There was a knock on the door and a man named Leonardo entered accompanied by loud cheers. He carried thirteen unfrozen pizzas, which the exNuncio broke with his hands and distributed, now kissing the half-ram seated next to him, now gently touching the voluble breasts of the lady who before had lusted after the half-man on the dance floor. Who let him be, because no harm was done, a curiosity sought she rather liked as she looked down at his hands noticing no scars, no blood, only fresh tomato sauce and the stain of wine, for there was more wine, and the night long, a single coming together of the spirit, dispersal to come late.

“ I would, but I won’t wash your feet!” he spoke at one point,“ Because they need no cleansing!”
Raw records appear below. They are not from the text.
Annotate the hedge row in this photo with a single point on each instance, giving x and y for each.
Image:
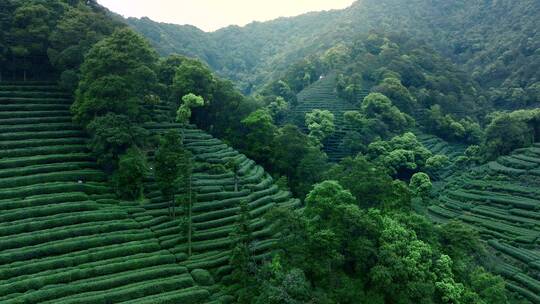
(77, 281)
(41, 200)
(43, 150)
(146, 287)
(5, 100)
(30, 143)
(66, 232)
(83, 258)
(194, 295)
(43, 211)
(57, 187)
(60, 220)
(34, 94)
(47, 168)
(517, 253)
(38, 127)
(498, 168)
(83, 175)
(74, 244)
(42, 135)
(8, 115)
(34, 107)
(36, 120)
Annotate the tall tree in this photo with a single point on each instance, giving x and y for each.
(171, 166)
(320, 124)
(183, 114)
(117, 73)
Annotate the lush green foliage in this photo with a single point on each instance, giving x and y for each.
(128, 179)
(509, 131)
(44, 38)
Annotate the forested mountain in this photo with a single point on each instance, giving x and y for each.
(378, 157)
(496, 41)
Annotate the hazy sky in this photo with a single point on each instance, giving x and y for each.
(210, 15)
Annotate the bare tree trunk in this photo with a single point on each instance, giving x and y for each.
(189, 219)
(174, 206)
(235, 180)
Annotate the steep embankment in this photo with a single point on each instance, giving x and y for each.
(502, 201)
(64, 238)
(322, 95)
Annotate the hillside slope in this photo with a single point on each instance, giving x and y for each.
(502, 201)
(497, 41)
(65, 238)
(322, 95)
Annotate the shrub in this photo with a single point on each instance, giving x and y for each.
(202, 277)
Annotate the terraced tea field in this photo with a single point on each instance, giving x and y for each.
(439, 146)
(502, 201)
(322, 95)
(65, 238)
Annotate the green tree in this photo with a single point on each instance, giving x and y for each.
(259, 133)
(117, 73)
(75, 33)
(241, 258)
(193, 76)
(234, 167)
(421, 185)
(278, 108)
(31, 27)
(183, 114)
(398, 93)
(402, 155)
(403, 273)
(367, 182)
(320, 124)
(111, 136)
(128, 179)
(171, 165)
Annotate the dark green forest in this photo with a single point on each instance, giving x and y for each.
(384, 153)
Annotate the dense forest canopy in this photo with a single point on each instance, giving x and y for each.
(388, 153)
(495, 41)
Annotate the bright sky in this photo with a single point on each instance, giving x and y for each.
(210, 15)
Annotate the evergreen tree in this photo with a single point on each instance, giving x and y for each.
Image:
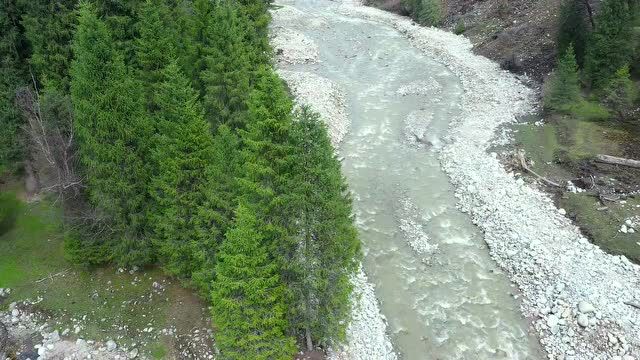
(226, 77)
(609, 48)
(429, 12)
(49, 27)
(268, 157)
(573, 29)
(563, 90)
(621, 94)
(113, 135)
(121, 17)
(248, 296)
(197, 27)
(221, 194)
(255, 19)
(13, 74)
(154, 47)
(181, 161)
(328, 248)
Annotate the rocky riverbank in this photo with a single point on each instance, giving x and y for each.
(576, 295)
(367, 336)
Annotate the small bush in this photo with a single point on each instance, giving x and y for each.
(460, 27)
(9, 206)
(590, 111)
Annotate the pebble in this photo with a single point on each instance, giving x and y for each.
(583, 320)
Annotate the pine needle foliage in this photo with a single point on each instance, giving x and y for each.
(183, 148)
(563, 90)
(248, 299)
(328, 249)
(112, 136)
(573, 29)
(609, 44)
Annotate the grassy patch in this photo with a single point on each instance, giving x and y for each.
(104, 303)
(566, 139)
(603, 226)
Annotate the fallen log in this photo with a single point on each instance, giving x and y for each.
(632, 304)
(613, 160)
(523, 164)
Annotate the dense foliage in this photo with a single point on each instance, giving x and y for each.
(604, 49)
(190, 157)
(563, 87)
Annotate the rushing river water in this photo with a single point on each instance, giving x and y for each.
(448, 299)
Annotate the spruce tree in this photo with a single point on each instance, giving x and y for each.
(247, 300)
(121, 17)
(429, 12)
(49, 27)
(227, 74)
(573, 29)
(620, 94)
(13, 74)
(328, 248)
(197, 27)
(113, 136)
(563, 90)
(268, 157)
(221, 195)
(182, 151)
(155, 46)
(609, 44)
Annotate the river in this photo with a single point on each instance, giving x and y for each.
(442, 294)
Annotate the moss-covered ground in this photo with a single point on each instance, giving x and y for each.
(561, 150)
(103, 303)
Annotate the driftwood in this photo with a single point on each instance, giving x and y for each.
(632, 304)
(612, 160)
(523, 164)
(51, 276)
(4, 335)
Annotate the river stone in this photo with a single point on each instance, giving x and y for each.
(583, 320)
(585, 307)
(552, 321)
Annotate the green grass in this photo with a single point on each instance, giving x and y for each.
(602, 225)
(158, 351)
(557, 149)
(115, 305)
(566, 139)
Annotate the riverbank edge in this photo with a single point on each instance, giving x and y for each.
(542, 252)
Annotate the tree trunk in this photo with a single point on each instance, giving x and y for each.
(607, 159)
(307, 335)
(590, 13)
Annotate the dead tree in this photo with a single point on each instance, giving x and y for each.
(52, 142)
(613, 160)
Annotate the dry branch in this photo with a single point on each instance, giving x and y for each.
(613, 160)
(523, 163)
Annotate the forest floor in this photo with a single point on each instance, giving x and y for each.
(561, 149)
(53, 303)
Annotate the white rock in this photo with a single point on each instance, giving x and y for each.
(585, 307)
(583, 320)
(111, 345)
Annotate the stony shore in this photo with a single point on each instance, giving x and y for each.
(576, 296)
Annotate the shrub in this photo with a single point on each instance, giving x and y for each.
(563, 89)
(620, 94)
(590, 111)
(9, 206)
(460, 27)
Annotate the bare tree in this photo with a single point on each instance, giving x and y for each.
(51, 140)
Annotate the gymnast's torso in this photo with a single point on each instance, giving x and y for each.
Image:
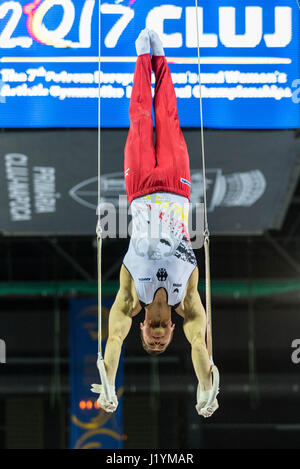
(160, 253)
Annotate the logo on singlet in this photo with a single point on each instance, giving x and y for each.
(162, 274)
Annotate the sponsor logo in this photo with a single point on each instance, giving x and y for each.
(185, 181)
(162, 274)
And they all agreed and soon put their shoes back on, to be merry but above all to go carry out their new mission. And the Monsignor would also soon leave unless one of them prevented him, for he had found the perfect imperfects to carry out not one but all of his dreams, among them not one traitor it seemed. So no shock, no anger, and if others should come for him, already surreptitiously having taken away his trench coat and his Borselino hat, he could not be crucified because like beauty and here on earth, sin rests only in the eye of the beholder.
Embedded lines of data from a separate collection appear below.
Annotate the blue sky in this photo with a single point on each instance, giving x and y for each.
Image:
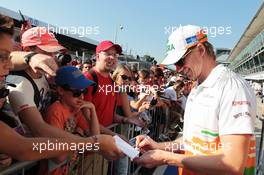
(146, 23)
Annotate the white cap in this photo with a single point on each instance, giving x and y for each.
(173, 79)
(180, 40)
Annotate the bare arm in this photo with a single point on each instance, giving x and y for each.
(33, 119)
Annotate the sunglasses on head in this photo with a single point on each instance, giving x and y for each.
(125, 77)
(75, 92)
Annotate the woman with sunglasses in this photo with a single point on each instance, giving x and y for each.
(71, 114)
(122, 76)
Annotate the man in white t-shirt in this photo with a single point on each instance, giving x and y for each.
(218, 134)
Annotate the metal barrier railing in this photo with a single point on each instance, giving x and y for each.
(157, 115)
(260, 151)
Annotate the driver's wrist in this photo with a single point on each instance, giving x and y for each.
(29, 56)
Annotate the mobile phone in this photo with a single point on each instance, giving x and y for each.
(22, 17)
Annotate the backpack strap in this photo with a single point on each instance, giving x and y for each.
(35, 87)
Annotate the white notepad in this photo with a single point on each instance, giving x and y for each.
(126, 148)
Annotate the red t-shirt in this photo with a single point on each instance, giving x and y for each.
(103, 99)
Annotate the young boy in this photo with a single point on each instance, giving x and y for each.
(71, 114)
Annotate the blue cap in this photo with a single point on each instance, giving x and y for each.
(73, 77)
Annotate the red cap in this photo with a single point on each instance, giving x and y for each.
(105, 45)
(42, 38)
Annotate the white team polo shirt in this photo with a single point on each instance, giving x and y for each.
(223, 104)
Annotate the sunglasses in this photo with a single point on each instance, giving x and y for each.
(75, 92)
(125, 77)
(181, 62)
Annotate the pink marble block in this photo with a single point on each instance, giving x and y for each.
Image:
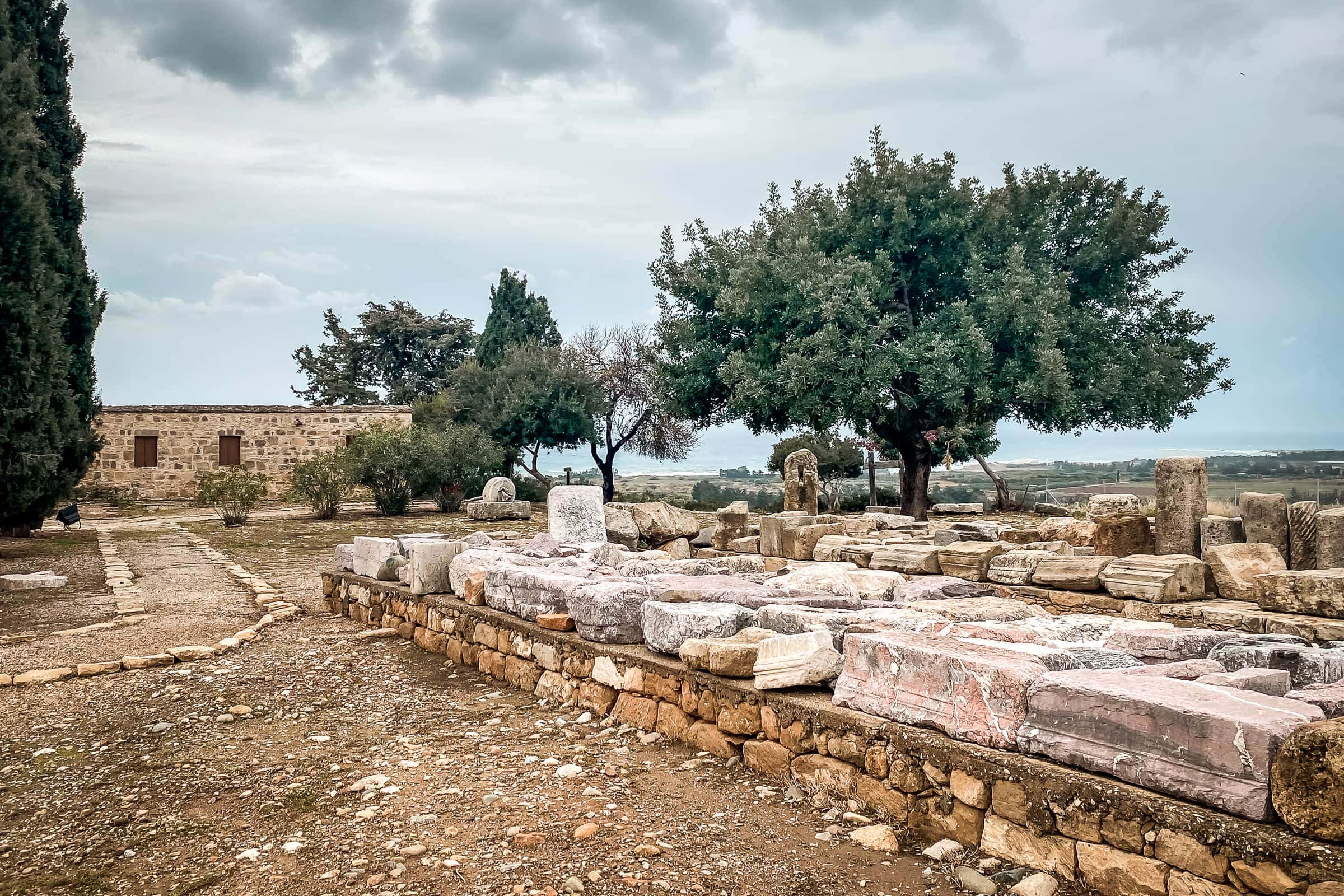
(1198, 742)
(973, 692)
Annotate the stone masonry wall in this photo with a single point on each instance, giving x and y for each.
(273, 438)
(1113, 839)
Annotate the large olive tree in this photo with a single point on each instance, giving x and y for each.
(924, 308)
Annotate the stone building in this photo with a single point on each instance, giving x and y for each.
(160, 449)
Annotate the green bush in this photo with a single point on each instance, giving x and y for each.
(389, 461)
(233, 492)
(455, 460)
(323, 483)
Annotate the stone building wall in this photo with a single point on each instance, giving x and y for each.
(272, 440)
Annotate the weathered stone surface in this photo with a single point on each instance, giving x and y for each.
(973, 692)
(669, 625)
(1016, 567)
(1182, 499)
(429, 566)
(1329, 539)
(1166, 578)
(912, 559)
(1308, 781)
(1307, 665)
(608, 610)
(787, 661)
(1195, 742)
(1265, 519)
(1220, 530)
(622, 527)
(733, 524)
(659, 521)
(1168, 645)
(499, 511)
(969, 561)
(575, 514)
(1072, 574)
(1235, 566)
(1301, 535)
(1276, 683)
(801, 486)
(370, 555)
(731, 657)
(1113, 872)
(1009, 841)
(346, 558)
(25, 581)
(1319, 593)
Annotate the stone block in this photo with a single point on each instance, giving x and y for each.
(1182, 499)
(370, 555)
(1305, 665)
(431, 562)
(499, 511)
(1112, 872)
(968, 561)
(1276, 683)
(346, 558)
(1016, 567)
(1319, 593)
(1301, 535)
(1190, 740)
(669, 625)
(1265, 519)
(1166, 578)
(1072, 574)
(1235, 566)
(731, 657)
(912, 559)
(575, 514)
(795, 660)
(608, 610)
(1329, 539)
(1220, 530)
(973, 692)
(1168, 644)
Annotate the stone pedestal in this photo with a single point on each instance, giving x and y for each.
(1182, 503)
(1329, 539)
(499, 511)
(1265, 520)
(1301, 535)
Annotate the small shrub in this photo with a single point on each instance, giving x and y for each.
(390, 463)
(233, 493)
(323, 483)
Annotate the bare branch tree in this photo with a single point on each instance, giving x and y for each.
(622, 362)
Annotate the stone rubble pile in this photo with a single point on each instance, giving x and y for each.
(925, 628)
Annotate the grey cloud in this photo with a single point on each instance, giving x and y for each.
(469, 49)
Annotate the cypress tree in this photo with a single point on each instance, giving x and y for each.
(516, 318)
(50, 302)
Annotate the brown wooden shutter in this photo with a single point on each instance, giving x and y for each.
(230, 450)
(147, 450)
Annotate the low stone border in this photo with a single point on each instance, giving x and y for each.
(1112, 837)
(277, 609)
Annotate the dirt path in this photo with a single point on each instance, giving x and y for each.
(237, 777)
(187, 600)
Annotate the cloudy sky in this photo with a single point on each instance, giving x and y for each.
(253, 162)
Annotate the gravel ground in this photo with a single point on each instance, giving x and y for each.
(189, 601)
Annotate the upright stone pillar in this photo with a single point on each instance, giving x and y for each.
(1265, 520)
(1301, 535)
(801, 483)
(1329, 539)
(1182, 503)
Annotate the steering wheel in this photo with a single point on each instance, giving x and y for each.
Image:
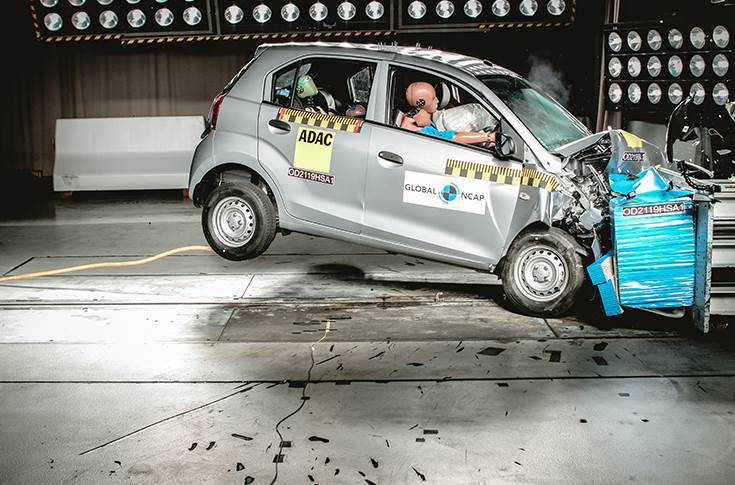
(491, 129)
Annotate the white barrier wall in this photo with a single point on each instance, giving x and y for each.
(125, 153)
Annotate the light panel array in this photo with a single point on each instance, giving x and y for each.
(422, 14)
(126, 17)
(238, 16)
(656, 66)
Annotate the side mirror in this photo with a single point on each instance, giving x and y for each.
(505, 147)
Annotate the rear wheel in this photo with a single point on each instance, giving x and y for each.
(543, 272)
(239, 220)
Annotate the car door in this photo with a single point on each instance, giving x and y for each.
(434, 197)
(318, 160)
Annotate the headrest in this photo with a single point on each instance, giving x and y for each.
(443, 94)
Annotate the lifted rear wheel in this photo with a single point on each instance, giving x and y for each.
(543, 272)
(239, 220)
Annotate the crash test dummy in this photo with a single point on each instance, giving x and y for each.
(421, 96)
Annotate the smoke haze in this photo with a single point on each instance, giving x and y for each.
(543, 75)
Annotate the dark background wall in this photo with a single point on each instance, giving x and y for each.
(73, 80)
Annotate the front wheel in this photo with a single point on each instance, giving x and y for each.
(239, 221)
(543, 272)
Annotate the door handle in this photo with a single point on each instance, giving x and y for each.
(391, 157)
(280, 125)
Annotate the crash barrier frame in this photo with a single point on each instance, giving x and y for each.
(141, 153)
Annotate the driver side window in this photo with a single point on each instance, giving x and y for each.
(455, 110)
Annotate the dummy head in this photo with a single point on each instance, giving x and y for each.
(422, 95)
(306, 87)
(422, 118)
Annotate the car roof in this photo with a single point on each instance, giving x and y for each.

“ It’s getting late, perhaps we should start!”

Wait they said, Leonardo, the guy from across the street, the man who brought the pizzas, promised to paint our celebration, confirming our breaking free. He’ll do our last supper together, as a fresco on that wall over there. Then create a copy of the work as large as our determination, including Magda’s ostrich feather and even if it takes him years. It can hang in a museum, showing our madness was holier than all the fractures of history.